Primary school education

There was no nursery schooling in Meru, hence the children from the village had to start their schooling with primary education at the age of 7. Sobhag started his schooling with Meru Primary School. Due to no schooling up to 7 years of age, they were learning basic things from scratch. In the modern time, children at the age of 3 are toilet trained, unfortunately for them, they would still be spoiling their clothes.
Up to the age of 12, Sobhag had only 2 khaki shorts and 2 white shirts, which were used for every occasion – Diwali, Christmas, trips & day to day activities. During those days, there was no system of buying readymade shoes from the shops, shoes were stitched by the shoe maker as per the size required. He only had one pair of shoes at a time. One day on his way back home from school, one shoe fell off from his feet while climbing onto a passing truck, he was punished by his father for losing his shoe and had to walk to school barefoot. As an addition, no assurance was given of buying him a new pair of shoes for the future. Somehow, he had to walk to school barefoot for quite a period.

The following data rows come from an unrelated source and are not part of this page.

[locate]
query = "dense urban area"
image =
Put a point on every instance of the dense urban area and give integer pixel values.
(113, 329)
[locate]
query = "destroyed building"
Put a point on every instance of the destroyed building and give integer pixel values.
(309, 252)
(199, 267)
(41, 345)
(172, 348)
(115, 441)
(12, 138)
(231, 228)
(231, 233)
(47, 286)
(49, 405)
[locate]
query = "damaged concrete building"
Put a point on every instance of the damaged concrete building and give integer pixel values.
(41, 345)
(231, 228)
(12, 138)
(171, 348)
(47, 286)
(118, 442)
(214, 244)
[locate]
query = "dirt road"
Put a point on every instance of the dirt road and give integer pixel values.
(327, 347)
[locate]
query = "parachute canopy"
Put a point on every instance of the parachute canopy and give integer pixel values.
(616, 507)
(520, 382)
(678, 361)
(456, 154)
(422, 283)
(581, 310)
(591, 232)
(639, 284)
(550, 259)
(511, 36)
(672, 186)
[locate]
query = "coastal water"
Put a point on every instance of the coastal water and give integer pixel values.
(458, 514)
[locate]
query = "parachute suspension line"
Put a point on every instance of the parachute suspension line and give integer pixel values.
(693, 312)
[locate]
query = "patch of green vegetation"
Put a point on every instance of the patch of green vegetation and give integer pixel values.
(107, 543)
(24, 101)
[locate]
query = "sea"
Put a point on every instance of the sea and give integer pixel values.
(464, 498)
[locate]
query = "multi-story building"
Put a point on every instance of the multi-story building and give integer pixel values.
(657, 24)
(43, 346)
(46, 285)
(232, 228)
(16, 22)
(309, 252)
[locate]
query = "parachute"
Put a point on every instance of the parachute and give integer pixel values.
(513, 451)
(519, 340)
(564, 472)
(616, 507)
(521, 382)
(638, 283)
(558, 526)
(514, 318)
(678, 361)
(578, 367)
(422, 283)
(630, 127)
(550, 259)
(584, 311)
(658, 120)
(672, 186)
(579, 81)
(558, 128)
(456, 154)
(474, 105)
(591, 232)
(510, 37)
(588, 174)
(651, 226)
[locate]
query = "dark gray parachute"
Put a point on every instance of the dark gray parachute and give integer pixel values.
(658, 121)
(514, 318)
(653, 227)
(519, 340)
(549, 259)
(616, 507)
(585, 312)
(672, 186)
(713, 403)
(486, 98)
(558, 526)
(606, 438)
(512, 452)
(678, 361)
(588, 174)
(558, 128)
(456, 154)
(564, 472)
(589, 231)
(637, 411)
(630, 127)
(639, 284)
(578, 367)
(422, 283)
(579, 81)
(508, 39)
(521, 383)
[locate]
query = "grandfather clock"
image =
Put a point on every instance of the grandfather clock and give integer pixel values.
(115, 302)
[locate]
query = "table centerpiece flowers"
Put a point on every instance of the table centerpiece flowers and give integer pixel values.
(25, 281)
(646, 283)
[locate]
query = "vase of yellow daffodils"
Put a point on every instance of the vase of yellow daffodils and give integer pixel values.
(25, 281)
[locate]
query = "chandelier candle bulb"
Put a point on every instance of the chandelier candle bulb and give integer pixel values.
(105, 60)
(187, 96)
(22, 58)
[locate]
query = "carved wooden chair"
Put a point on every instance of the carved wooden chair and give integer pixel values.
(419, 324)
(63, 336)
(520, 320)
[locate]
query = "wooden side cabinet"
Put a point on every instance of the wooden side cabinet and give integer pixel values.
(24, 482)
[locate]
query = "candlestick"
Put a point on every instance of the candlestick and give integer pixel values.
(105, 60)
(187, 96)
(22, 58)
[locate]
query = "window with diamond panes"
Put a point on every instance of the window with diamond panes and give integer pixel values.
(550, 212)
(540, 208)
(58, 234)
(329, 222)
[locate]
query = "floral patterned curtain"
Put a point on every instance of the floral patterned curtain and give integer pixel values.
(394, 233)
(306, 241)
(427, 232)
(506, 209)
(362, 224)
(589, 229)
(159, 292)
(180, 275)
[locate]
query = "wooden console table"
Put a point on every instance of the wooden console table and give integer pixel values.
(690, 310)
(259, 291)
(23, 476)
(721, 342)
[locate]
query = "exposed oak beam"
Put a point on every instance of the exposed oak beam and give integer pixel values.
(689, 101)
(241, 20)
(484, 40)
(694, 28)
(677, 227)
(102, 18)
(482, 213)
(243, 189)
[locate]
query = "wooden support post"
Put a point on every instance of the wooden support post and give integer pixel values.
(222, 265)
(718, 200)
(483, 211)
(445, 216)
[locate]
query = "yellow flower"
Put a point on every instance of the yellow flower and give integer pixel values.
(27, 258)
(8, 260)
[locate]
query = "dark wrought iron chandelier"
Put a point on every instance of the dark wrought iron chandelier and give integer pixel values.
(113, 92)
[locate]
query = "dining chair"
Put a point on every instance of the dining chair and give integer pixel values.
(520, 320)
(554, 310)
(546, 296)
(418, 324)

For the first two years of primary school, they had no proper classroom, the classes were conducted under a tree on a good day and in the corridor in the rainy season. Everything was taught on stone slate with chalk. This may have been due to the lack of facilities available. They received their first proper classroom in the 3rd year. The uniform was shorts and a shirt for boys. The school was made of corrugated metal sheets. However late in the years they were moved into a modern masonry building. The School’s Headmaster was G C Kakkar. Sobhag was one of the brightest students in the school. IN the 5th and 6th year of school, each standard had 30 students in the class. He has always achieved the top position in the class of 30 students. One time, the result placed him in the third position, however, he found out that the headmaster had mismarked his answer as wrong when it should be right. This mark gave him a higher position in the class.

The school had corporal punishments for the miss behaviour, teachers used to pinch or whack their wooden or bamboo cane onto the hands of the student found misbehaving or making them stand outside the classroom for the whole period. In standard 5, they were given a Balpothi which contained small stories on each age. These stories were mostly based on Gandhiji.

There was no Secondary education after standard 7 in Meru, this made them travel to the nearest city which was Nairobi or somewhere else.